Overview of trusted authentication process

Cloudera Data Visualization (CDV) supports embedding CDV apps within client pages through an HTML iframe component. You have two options: one for open access and another with trusted authentication for enhanced security.

In trusted authentication, the CDV Server authenticates the <iframe> request made by the client and then returns the CDV visualization. To achieve this authentication, CDV uses the trusted authentication protocol, which involves the following steps:
  1. User Browser requests an App page.

    The user requests a web page from the parent web server, which includes an embedded CDV visual within an <iframe> element.

  2. App Server requests a ticket from CDV Server.

    The parent App Server makes a POST ticket request to the CDV Server, including the CDV username for authenticating the <iframe>.

    The ticket request can be authenticated through one of two methods:
    • Ticket-granting user: The ticket request includes the CDV username and password of the trusted ticket granter.
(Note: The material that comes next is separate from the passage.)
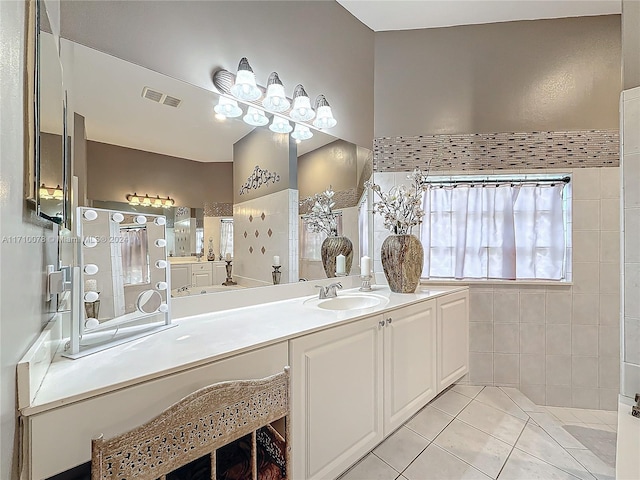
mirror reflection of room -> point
(229, 191)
This account does not normally have admin or superuser privileges. For more information, see Post ticket request using a ticket-granting user.
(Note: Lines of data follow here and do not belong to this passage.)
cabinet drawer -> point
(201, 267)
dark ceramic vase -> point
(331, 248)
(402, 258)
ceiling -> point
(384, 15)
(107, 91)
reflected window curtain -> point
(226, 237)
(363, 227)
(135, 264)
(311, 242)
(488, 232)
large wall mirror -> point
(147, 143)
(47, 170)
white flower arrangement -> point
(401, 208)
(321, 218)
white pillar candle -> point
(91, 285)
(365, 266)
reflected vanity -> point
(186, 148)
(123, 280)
    • Trusted IP: The parent App Server is listed among trusted IPs. The POST request includes only the CDV username to obtain the ticket-granting user's full credentials. For more information, see Post ticket request using an IP.

    By default, the ticket may only be used once. However, it can be configured for multiple uses for debugging purposes. The ticket is valid for a configurable time period before expiring.

  3. CDV Server authenticates the request and returns a unique ticket.
    • If the request is valid, CDV Server creates a ticket and returns it as a response to the POST request.

    • If the request is invalid, it returns the value of -1 as a response to the POST request.

  4. App Server returns an HTML page that contains an iframe tag with CDV URL and the ticket.

    The parent App Server uses the ticket to generate a unique URL containing the ticket for the embedded visual. This URL is used for the visual's <iframe> element in the HTML returned to the client. For more information, see Request Visual from CDV Server.

  5. User Browser requests the iframe from CDV Server, including the ticket.

    The client browser uses the iframe URL obtained in the previous step to request the App from the CDV Server.

  6. CDV Server authenticates User Browser based on the ticket and returns the visualization for the iframe.

    The CDV Server authenticates the <iframe> request based on the ticket that is part of the request URL. If the ticket is valid, it automatically logs in the username specified in the original POST request and then sends the visual to the client.

After the user is logged in using the ticket, they can request any other URL until that session expires. The login session expires at the end of the browser session.